Date | May Specimen | Marks available | 2 | Reference code | SPM.2.sl.TZ0.6 |
Level | SL only | Paper | 2 | Time zone | TZ0 |
Command term | Show that | Question number | 6 | Adapted from | N/A |
Question
Nadia designs a wastepaper bin made in the shape of an open cylinder with a volume of \(8000{\text{ c}}{{\text{m}}^3}\).
Nadia decides to make the radius, \(r\) , of the bin \(5{\text{ cm}}\).
Merryn also designs a cylindrical wastepaper bin with a volume of \(8000{\text{ c}}{{\text{m}}^3}\). She decides to fix the radius of its base so that the total external surface area of the bin is minimized.
Let the radius of the base of Merryn’s wastepaper bin be \(r\) , and let its height be \(h\) .
Calculate
(i) the area of the base of the wastepaper bin;
(ii) the height, \(h\) , of Nadia’s wastepaper bin;
(iii) the total external surface area of the wastepaper bin.
State whether Nadia’s design is practical. Give a reason.
Write down an equation in \(h\) and \(r\) , using the given volume of the bin.
Show that the total external surface area, \(A\) , of the bin is \(A = \pi {r^2} + \frac{{16000}}{r}\) .
Write down \(\frac{{{\text{d}}A}}{{{\text{d}}r}}\).
(i) Find the value of \(r\) that minimizes the total external surface area of the wastepaper bin.
(ii) Calculate the value of \(h\) corresponding to this value of \(r\) .
Determine whether Merryn’s design is an improvement upon Nadia’s. Give a reason.
Markscheme
(i) \({\text{Area}} = \pi {(5)^2}\) (M1)
\( = 78.5{\text{ (c}}{{\text{m}}^2}{\text{)}}\) (\(78.5398 \ldots \)) (A1)(G2)
Note: Accept \(25\pi \) .
(ii) \(8000 = 78.5398 \ldots \times h\) (M1)
\(h = 102{\text{ (cm)}}\) (\(101.859 \ldots \)) (A1)(ft)(G2)
Note: Follow through from their answer to part (a)(i).
(iii) \({\text{Area}} = \pi {(5)^2} + 2\pi (5)(101.859 \ldots )\) (M1)(M1)
Note: Award (M1) for their substitution in curved surface area formula, (M1) for addition of their two areas.
\( = 3280{\text{ (c}}{{\text{m}}^2}{\text{)}}\) (\(3278.53 \ldots \)) (A1)(ft)(G2)

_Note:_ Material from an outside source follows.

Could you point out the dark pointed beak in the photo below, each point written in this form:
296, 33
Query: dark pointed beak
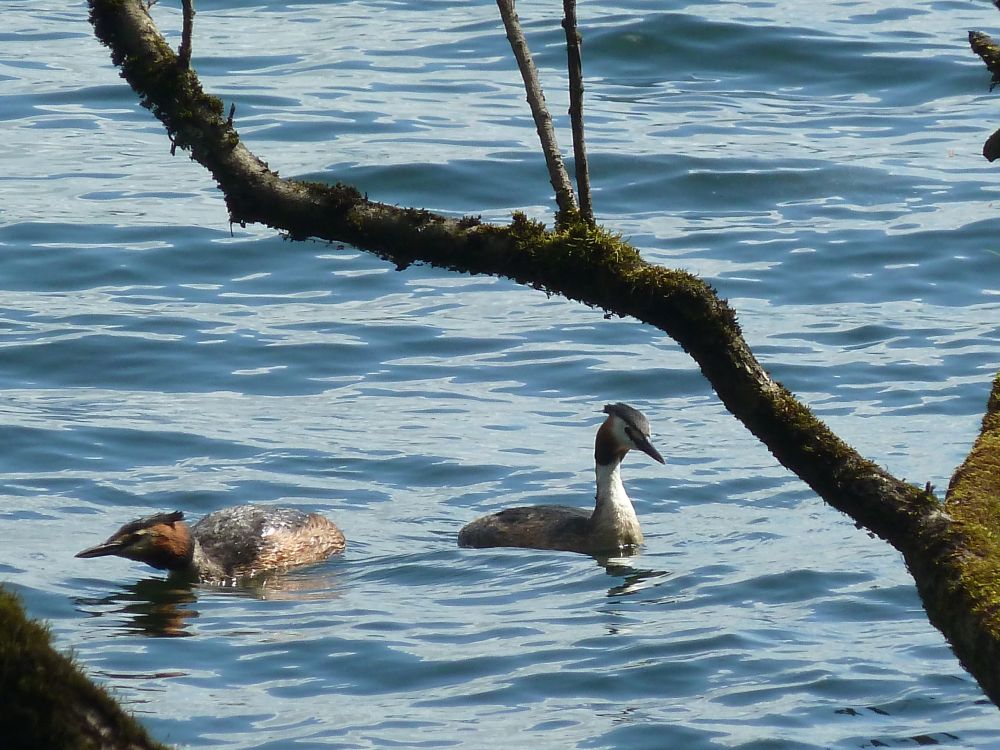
643, 444
110, 547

Note: Follow through from their answers to parts (a)(i) and (ii).
No, it is too tall/narrow. (A1)(ft)(R1)
Note: Follow through from their value for \(h\).
\(8000 = \pi {r^2}h\) (A1)
\(A = \pi {r^2} + 2\pi r\left( {\frac{{8000}}{{\pi {r^2}}}} \right)\) (A1)(M1)

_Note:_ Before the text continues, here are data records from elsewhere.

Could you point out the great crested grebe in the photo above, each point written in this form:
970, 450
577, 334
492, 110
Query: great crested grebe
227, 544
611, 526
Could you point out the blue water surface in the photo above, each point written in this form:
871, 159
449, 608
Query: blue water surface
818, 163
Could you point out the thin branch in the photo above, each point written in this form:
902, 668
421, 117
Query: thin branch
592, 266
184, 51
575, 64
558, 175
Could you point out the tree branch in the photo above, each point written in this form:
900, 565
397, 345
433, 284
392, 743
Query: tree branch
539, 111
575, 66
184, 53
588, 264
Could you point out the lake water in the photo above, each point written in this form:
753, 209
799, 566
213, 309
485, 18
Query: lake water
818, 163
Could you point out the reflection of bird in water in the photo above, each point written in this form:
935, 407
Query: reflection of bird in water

Note: Award (A1) for correct rearrangement of their part (c), (M1) for substitution of their rearrangement into area formula.

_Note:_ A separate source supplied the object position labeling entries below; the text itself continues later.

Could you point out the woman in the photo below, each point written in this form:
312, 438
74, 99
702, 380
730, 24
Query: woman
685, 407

\( = \pi {r^2} + \frac{{16000}}{r}\) (AG)
\(\frac{{{\text{d}}A}}{{{\text{d}}r}} = 2\pi r - 16000{r^{ - 2}}\) (A1)(A1)(A1)
Note: Award (A1) for \(2\pi r\) , (A1) for \( - 16000\) (A1) for \({r^{ - 2}}\) . If an extra term is present award at most (A1)(A1)(A0).
(i) \(\frac{{{\text{d}}A}}{{{\text{d}}r}} = 0\) (M1)
\(2\pi {r^3} - 16000 = 0\) (M1)
\(r = 13.7{\text{ cm}}\) (\(13.6556 \ldots \)) (A1)(ft)
Note: Follow through from their part (e).
(ii) \(h = \frac{{8000}}{{\pi {{(13.65 \ldots )}^2}}}\) (M1)
\( = 13.7{\text{ cm}}\) (\(13.6556 \ldots \)) (A1)(ft)
Note: Accept \(13.6\) if \(13.7\) used.
Yes or No, accompanied by a consistent and sensible reason. (A1)(R1)
Note: Award (A0)(R0) if no reason is given.